Vyshedskiy Andrey, Alhashem Ruqayyah M, Paciej Rozanne, Ebril Margo, Rudman Inna, Fredberg Jeffrey J, Murphy Raymond
Brigham and Women's/Faulkner Hospitals, Boston University, and Harvard School of Public Health, Boston, MA.
Brigham and Women's/Faulkner Hospitals, Boston University, and Harvard School of Public Health, Boston, MA.
Chest. 2009 Jan;135(1):156-164. doi: 10.1378/chest.07-1562. Epub 2008 Aug 8.
Although crackles are frequently heard on auscultation of the chest of patients with common cardiopulmonary disorders, the mechanism of production of these sounds is inadequately understood. The goal of this research was to gain insights into the mechanism of crackle generation by systematic examination of the relationship between inspiratory and expiratory crackle characteristics.
Patients with a significant number of both inspiratory and expiratory crackles were examined using a multichannel lung sound analyzer. These patients included 37 with pneumonia, 5 with heart failure, and 13 with interstitial fibrosis. Multiple crackle characteristics were calculated for each crackle, including frequency, amplitude, crackle transmission coefficient, and crackle polarity.
Spectral, temporal, and spatial characteristics of expiratory and inspiratory crackles in these patients were found to be similar, but two characteristics were strikingly different: crackle numbers and crackle polarities. Inspiratory crackles were almost twice as numerous as expiratory crackles (n = 3,308 vs 1,841) and had predominately negative polarity (76% of inspiratory crackles vs 31% of expiratory crackles).

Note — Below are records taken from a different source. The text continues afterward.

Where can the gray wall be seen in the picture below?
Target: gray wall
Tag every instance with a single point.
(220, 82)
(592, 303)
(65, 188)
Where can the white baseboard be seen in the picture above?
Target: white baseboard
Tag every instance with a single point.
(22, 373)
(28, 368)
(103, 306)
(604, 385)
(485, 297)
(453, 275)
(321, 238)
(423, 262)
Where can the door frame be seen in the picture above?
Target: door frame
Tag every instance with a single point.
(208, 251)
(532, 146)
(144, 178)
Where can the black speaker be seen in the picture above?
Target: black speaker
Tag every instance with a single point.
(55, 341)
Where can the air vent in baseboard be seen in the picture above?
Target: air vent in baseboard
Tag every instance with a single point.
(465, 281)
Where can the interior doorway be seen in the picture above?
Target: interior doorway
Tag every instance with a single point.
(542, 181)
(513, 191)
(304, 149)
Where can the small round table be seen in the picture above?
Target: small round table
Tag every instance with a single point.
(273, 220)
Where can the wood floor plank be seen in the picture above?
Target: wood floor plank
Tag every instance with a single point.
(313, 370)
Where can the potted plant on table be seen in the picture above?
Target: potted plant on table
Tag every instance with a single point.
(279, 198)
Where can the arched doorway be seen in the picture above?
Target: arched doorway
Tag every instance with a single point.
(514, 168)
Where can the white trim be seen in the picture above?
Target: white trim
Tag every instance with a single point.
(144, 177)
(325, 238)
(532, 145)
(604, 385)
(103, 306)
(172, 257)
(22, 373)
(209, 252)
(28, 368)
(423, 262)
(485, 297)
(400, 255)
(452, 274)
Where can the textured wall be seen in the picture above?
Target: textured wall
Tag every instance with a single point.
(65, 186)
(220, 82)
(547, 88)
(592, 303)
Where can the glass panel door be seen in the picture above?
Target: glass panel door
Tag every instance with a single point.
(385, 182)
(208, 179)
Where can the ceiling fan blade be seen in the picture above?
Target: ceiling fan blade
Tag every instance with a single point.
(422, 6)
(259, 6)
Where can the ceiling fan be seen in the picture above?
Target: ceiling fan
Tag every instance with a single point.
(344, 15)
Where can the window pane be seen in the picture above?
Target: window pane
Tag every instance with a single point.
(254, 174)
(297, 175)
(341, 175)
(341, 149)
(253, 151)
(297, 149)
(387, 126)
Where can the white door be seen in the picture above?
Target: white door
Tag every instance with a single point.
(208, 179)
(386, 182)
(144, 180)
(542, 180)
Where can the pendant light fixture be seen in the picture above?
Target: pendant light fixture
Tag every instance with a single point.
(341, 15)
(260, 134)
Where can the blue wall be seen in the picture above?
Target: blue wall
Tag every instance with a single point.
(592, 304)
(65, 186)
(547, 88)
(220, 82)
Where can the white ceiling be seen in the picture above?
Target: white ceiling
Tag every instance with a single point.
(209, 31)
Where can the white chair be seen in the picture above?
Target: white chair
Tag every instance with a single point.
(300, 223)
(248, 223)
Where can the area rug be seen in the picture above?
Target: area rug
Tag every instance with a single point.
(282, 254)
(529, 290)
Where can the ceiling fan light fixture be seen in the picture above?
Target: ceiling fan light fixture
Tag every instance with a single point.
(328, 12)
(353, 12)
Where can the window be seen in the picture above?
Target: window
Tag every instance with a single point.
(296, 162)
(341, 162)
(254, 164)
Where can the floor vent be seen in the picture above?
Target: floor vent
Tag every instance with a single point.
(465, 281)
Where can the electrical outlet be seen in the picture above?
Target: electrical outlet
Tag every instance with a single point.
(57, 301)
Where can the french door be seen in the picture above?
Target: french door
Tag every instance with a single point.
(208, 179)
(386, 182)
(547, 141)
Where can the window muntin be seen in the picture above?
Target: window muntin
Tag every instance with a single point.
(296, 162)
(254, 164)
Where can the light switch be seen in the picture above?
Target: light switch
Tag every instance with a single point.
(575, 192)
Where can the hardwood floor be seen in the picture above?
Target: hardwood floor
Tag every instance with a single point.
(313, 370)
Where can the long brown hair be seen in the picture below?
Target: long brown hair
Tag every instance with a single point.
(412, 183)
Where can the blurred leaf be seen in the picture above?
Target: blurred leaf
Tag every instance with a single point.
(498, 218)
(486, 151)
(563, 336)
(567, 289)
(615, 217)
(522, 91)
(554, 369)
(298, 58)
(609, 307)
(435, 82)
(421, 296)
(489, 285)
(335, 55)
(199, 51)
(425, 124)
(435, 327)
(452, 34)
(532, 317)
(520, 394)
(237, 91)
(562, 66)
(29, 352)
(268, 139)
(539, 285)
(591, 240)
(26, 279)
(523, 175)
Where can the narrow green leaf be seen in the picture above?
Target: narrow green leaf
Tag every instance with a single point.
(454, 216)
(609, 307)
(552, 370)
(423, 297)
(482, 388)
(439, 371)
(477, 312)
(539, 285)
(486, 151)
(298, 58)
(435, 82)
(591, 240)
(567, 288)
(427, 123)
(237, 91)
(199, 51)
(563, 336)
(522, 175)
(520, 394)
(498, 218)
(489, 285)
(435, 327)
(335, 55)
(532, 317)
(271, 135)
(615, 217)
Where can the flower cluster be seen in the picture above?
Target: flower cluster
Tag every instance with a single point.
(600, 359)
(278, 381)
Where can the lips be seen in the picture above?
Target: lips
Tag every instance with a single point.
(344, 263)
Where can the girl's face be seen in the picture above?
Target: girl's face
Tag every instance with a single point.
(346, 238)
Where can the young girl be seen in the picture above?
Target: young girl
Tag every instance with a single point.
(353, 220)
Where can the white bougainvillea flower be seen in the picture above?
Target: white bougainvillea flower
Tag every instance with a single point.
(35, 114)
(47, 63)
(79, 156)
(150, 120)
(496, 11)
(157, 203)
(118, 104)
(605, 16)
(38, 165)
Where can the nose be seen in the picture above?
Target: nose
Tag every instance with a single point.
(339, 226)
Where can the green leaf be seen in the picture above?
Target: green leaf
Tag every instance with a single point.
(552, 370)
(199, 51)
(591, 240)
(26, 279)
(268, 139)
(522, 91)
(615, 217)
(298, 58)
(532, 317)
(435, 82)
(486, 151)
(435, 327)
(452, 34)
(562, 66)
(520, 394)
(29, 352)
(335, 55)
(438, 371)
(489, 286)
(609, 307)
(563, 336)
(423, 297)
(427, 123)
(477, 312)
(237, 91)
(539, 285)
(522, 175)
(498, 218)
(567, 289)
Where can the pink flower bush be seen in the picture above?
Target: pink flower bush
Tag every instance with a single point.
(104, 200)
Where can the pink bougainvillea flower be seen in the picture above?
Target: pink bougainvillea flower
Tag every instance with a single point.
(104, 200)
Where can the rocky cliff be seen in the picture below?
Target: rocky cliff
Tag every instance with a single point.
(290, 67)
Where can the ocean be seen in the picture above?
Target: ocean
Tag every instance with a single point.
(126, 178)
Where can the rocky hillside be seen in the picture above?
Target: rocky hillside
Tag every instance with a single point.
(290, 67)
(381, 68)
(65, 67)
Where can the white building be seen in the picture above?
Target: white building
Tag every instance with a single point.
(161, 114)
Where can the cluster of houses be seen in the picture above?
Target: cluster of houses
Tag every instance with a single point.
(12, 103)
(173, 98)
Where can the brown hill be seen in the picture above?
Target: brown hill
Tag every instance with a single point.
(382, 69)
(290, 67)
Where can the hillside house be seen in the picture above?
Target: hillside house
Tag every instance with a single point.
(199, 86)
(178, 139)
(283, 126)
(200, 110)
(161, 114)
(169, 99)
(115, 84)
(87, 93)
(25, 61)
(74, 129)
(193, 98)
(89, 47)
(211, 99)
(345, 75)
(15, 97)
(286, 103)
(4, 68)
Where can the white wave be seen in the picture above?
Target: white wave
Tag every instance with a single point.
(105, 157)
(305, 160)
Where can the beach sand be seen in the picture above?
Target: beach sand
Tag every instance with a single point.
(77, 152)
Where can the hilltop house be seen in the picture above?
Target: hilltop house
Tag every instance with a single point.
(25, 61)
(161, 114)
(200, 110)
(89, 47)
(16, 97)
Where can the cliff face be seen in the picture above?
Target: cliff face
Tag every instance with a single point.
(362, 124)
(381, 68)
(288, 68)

These observations are quantitatively consistent with the so-called stress-relaxation quadrupole hypothesis of crackle generation. This hypothesis holds that expiratory crackles are caused by sudden airway closure events that are similar in mechanism but opposite in sign and far less energetic than the explosive opening events that generate inspiratory crackles. We conclude that the most likely mechanism of crackle generation is sudden airway closing during expiration and sudden airway reopening during inspiration.
尽管在患有常见心肺疾病的患者胸部听诊时经常能听到啰音,但对这些声音的产生机制了解不足。本研究的目的是通过系统检查吸气性和呼气性啰音特征之间的关系,深入了解啰音产生的机制。
使用多通道肺音分析仪对同时存在大量吸气性和呼气性啰音的患者进行检查。这些患者包括37例肺炎患者、5例心力衰竭患者和13例间质性纤维化患者。计算每个啰音的多个特征,包括频率、幅度、啰音传导系数和啰音极性。
发现这些患者呼气性和吸气性啰音的频谱、时间和空间特征相似,但有两个特征明显不同:啰音数量和啰音极性。吸气性啰音的数量几乎是呼气性啰音的两倍(3308个对1841个),且主要为负极性(76%的吸气性啰音对31%的呼气性啰音)。
这些观察结果在数量上与所谓的啰音产生的应力松弛四极子假说一致。该假说认为,呼气性啰音是由突然的气道关闭事件引起的,其机制相似,但符号相反,且比产生吸气性啰音的爆发性开放事件能量小得多。我们得出结论,啰音产生的最可能机制是呼气时气道突然关闭和吸气时气道突然重新开放。